In Maine, Jared Golden is emphasizing “New Deal” issues, such as protecting Medicare, Medicaid and Social Security.
Then there’s Democrat Richard Ojeda, the “Trump-voting populist,” running for Congress in West Virginia. An earlier Times article was titled, Can a Pro-Coal Democrat in West Virginia Carve a Path for His Party? Thus, Ojeda is both “pro-coal” and a Trump voter in 2016. To paraphrase the accusation common in Republican circles, does that make him a “Dino” (Democrat in name only)?
In addition, he was a strong supporter for teachers in their statewide strike to get a raise and criticizes coal companies for what they have done to the state’s environment. These are all positions that would get him thrown out of the Republican Party.
Is allowing candidates to develop their own issues good politics? Given the huge variety of candidates and districts, it is probably the best strategy available in an off-year election.
There is also a lesson there for Milwaukee Democrats. Too often they find disagreement disagreeable and plot to bump each other off. At times they seem to emulate the style of a Mafia family.
Jeff Plale was a conservative Democratic state senator who represented the 7th district covering the East Side, Bay View, and four suburbs, St. Francis, Cudahy, Oak Creek, and South Milwaukee. He was clearly more conservative than his average Milwaukee voter, although in sync with the sentiment in the suburban parts of his district. In the 2010 Democratic primary there was a successful campaign to defeat him.
The general election that followed was a Democratic disaster. Scott Walker was elected governor and Republicans took control of both houses of the legislature. Is there a connection? One connection is that resources used to defeat a fellow Democrat were not available in the general election. More harmful in the long run, I think, was the message: the Democratic Party had no room for people who thought like Plale.
Of course, 2010 was also a terrible year for Democrats nationally, not just Wisconsin. Partly the results reflected the normal losses for presidential parties in off-year elections. Also, it is worth remembering that the economy was in bad shape, as shown by the number of jobs in Wisconsin and the US.
At the time of the 2010 election, jobs had just started to grow, but the growth was weak. Obama was president and Doyle was governor so Democrats shouldered the blame for the slow recovery.
In addition, the unemployment rate, both nationally and in the state, had peaked a few months before the election, as shown below. Although unemployment had started to decline, it faced a long recovery.
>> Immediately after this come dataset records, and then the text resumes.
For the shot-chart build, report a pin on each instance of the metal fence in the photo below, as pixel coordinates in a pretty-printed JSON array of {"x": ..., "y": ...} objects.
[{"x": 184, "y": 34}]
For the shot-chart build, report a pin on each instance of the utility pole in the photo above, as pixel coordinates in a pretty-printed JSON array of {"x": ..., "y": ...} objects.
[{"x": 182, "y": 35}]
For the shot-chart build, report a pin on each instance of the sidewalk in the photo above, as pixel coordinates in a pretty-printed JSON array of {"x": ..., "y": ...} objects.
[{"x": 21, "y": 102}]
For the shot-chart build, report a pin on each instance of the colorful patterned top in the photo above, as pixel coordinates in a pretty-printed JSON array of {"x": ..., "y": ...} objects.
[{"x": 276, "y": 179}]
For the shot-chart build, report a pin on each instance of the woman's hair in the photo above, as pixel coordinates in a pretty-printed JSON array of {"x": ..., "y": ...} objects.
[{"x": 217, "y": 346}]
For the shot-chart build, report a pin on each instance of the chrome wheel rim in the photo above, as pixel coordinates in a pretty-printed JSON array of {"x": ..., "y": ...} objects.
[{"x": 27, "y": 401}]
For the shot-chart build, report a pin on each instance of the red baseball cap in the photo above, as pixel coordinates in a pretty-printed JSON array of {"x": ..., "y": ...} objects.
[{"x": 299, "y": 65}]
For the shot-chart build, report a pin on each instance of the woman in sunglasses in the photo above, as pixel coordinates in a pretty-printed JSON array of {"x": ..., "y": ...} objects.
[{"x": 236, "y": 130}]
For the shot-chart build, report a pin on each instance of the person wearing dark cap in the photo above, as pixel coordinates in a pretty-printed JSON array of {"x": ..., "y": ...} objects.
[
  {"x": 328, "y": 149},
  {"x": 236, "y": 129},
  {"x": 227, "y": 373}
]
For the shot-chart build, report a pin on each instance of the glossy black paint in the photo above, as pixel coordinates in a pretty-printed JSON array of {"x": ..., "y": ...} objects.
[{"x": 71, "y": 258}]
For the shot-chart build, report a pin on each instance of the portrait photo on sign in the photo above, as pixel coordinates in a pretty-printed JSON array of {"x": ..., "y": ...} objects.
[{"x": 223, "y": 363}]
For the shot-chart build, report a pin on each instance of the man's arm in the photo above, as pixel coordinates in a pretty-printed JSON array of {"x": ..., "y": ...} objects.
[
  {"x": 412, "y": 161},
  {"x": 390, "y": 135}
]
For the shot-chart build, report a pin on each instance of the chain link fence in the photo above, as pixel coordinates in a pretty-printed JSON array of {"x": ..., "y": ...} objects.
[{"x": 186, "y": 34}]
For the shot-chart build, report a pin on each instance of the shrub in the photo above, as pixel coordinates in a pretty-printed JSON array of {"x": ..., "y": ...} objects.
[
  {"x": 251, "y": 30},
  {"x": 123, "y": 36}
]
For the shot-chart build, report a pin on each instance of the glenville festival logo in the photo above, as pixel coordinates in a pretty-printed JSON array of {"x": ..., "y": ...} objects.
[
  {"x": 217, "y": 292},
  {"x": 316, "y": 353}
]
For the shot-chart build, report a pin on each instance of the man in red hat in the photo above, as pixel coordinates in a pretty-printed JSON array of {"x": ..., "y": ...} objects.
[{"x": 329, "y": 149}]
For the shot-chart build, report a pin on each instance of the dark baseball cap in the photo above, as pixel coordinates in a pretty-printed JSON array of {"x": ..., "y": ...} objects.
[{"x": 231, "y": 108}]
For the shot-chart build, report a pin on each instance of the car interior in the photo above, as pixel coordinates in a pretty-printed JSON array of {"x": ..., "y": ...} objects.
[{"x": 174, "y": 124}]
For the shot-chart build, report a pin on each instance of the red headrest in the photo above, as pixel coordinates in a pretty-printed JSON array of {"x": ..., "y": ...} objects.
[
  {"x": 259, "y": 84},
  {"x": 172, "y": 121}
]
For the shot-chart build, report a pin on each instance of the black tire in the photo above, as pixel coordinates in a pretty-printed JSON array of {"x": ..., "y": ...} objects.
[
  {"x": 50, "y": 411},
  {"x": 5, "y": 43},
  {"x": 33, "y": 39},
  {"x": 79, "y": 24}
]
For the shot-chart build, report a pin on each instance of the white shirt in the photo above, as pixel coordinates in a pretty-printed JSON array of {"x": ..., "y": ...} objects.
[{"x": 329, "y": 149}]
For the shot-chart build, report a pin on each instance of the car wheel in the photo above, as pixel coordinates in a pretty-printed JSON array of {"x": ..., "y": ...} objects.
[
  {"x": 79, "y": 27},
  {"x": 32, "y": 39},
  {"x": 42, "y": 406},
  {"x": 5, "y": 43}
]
Since then, Milwaukee Democrats have continued to try to decapitate each other’s candidacies. First, there was the effort by Democratic state Sen. Chris Larson (who won office defeating Plale) to deny a second term to Chris Abele for his various heresies, including being too cozy with some Republicans. More recently Abele seems to have decided to play the same game, going after Democrats who are not loyal enough to him.
Learning to live with a variety of strategies aimed at the unique needs of different districts seems to me a healthy approach for the Democratic Party. If the byproduct is a willingness to accept that Democrats can have a variety of views and still be Democrats, so much the better for our society.